The inconsistency is that the accounts are inconsistent with each other. That can be seen in the reactions of the women. Luke has the women encounter angels inside the tomb after totally missing Matthew's angel outside the tomb, then puts Mary Magdalene first on his list of women who recount an angelic encounter which Mary doesn't have at all according to John. Mary is still grief-stricken when she first sees Jesus in John after running in fear and "great joy" and first sees him in Matthew. Mary has an angelic encounter before the disciples go to the tomb in Luke, but doesn't see an angel until after they leave the tomb in John.....

That's what's inconsistent.

So? So WHAT?! Why is that "inconsistency" problematic? One reports an angel does one thing, another reports it (or they) do another. As long as they can be harmonized (ie one can come up with a plausible explanation) , what's the problem?


I'm surprised that you're even asking this by this time. Simply that inconsistency in the supposed events being recorded and passed down to us would not stand up as testimony in a court of law, and are in fact unsafe testimony. The angels themselves are almost as problematic as the rest of the resurrection, because John has no angels - at all - until Mary goes back with the disciples. In the light of the even more problematic accounts in other parts of the resurrection - stories, and with the touchstone example of fabrication in the Nativity - accounts, the excuses such as 'John didn't bother to mention the angelic message' and the varying accounts of what the angels did and indeed what Mary did and the disciples did and Jesus did, there is very good reason to conclude that the resurrection accounts are fabricated.
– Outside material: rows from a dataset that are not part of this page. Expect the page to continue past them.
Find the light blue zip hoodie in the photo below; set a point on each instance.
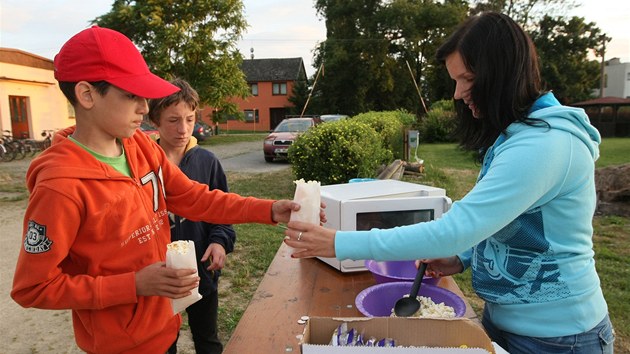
(525, 228)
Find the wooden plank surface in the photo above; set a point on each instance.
(293, 288)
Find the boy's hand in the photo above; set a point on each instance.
(158, 280)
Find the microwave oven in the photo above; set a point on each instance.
(379, 204)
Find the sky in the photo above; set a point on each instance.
(277, 28)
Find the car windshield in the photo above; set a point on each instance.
(293, 126)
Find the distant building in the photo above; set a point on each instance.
(271, 83)
(610, 115)
(30, 99)
(616, 79)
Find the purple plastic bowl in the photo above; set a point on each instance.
(379, 300)
(390, 271)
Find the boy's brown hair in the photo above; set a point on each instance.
(185, 94)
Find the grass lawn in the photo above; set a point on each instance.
(446, 168)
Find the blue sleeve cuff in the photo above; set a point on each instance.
(465, 257)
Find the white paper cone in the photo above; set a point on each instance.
(307, 194)
(181, 255)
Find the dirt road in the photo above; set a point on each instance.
(26, 331)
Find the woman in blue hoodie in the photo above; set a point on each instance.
(525, 228)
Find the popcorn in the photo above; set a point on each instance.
(181, 255)
(430, 309)
(307, 194)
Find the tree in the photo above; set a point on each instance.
(193, 40)
(299, 98)
(370, 47)
(415, 30)
(353, 57)
(563, 48)
(526, 13)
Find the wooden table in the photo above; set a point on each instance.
(292, 288)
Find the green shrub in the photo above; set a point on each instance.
(391, 126)
(335, 153)
(439, 123)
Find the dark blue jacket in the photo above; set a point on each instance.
(203, 166)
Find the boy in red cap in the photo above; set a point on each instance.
(96, 226)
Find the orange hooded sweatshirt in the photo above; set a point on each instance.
(88, 229)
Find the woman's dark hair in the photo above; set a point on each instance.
(507, 78)
(68, 89)
(185, 94)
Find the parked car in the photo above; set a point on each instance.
(150, 130)
(201, 131)
(327, 118)
(278, 141)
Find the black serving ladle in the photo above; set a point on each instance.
(407, 306)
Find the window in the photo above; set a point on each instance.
(279, 88)
(251, 115)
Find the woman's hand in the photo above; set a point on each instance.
(310, 240)
(440, 267)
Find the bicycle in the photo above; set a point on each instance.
(13, 148)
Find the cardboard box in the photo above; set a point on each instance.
(435, 335)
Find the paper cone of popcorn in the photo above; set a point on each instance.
(181, 255)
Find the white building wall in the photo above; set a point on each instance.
(617, 79)
(47, 107)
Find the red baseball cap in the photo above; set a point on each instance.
(102, 54)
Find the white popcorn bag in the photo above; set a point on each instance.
(307, 194)
(181, 255)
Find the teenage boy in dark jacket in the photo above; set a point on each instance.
(175, 117)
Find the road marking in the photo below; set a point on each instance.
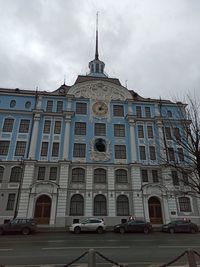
(188, 246)
(56, 241)
(88, 247)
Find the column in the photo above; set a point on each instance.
(137, 193)
(29, 168)
(34, 136)
(89, 195)
(62, 195)
(161, 140)
(67, 136)
(132, 139)
(53, 209)
(111, 193)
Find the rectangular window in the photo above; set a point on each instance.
(4, 147)
(140, 131)
(55, 150)
(138, 112)
(150, 131)
(152, 152)
(59, 107)
(175, 178)
(1, 174)
(47, 126)
(80, 128)
(44, 149)
(119, 130)
(49, 107)
(142, 152)
(53, 173)
(147, 112)
(155, 176)
(177, 133)
(79, 150)
(184, 204)
(20, 148)
(81, 108)
(11, 202)
(118, 110)
(8, 125)
(180, 154)
(168, 133)
(100, 129)
(144, 176)
(120, 151)
(41, 173)
(171, 154)
(57, 127)
(24, 126)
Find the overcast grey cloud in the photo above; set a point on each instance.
(153, 44)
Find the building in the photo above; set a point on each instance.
(91, 149)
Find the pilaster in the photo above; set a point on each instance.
(34, 136)
(111, 195)
(89, 196)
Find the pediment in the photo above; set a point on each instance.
(100, 90)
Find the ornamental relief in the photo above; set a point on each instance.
(100, 90)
Your pointing to basic elements in all stories is somewhat like the same claim raised about the nativities, and have the same rebuttal - the basics are the claim, not the evidence that supports it. Now, no doubt you can revert to saying that you don't agree. But that doesn't matter. What matters is that you have no case left to persuade anyone (who isn't already persuaded) that the resurrection -accounts are very much more than conflicting invented stories made up to put flesh on the very thin bare bones of a biblical faith - claim.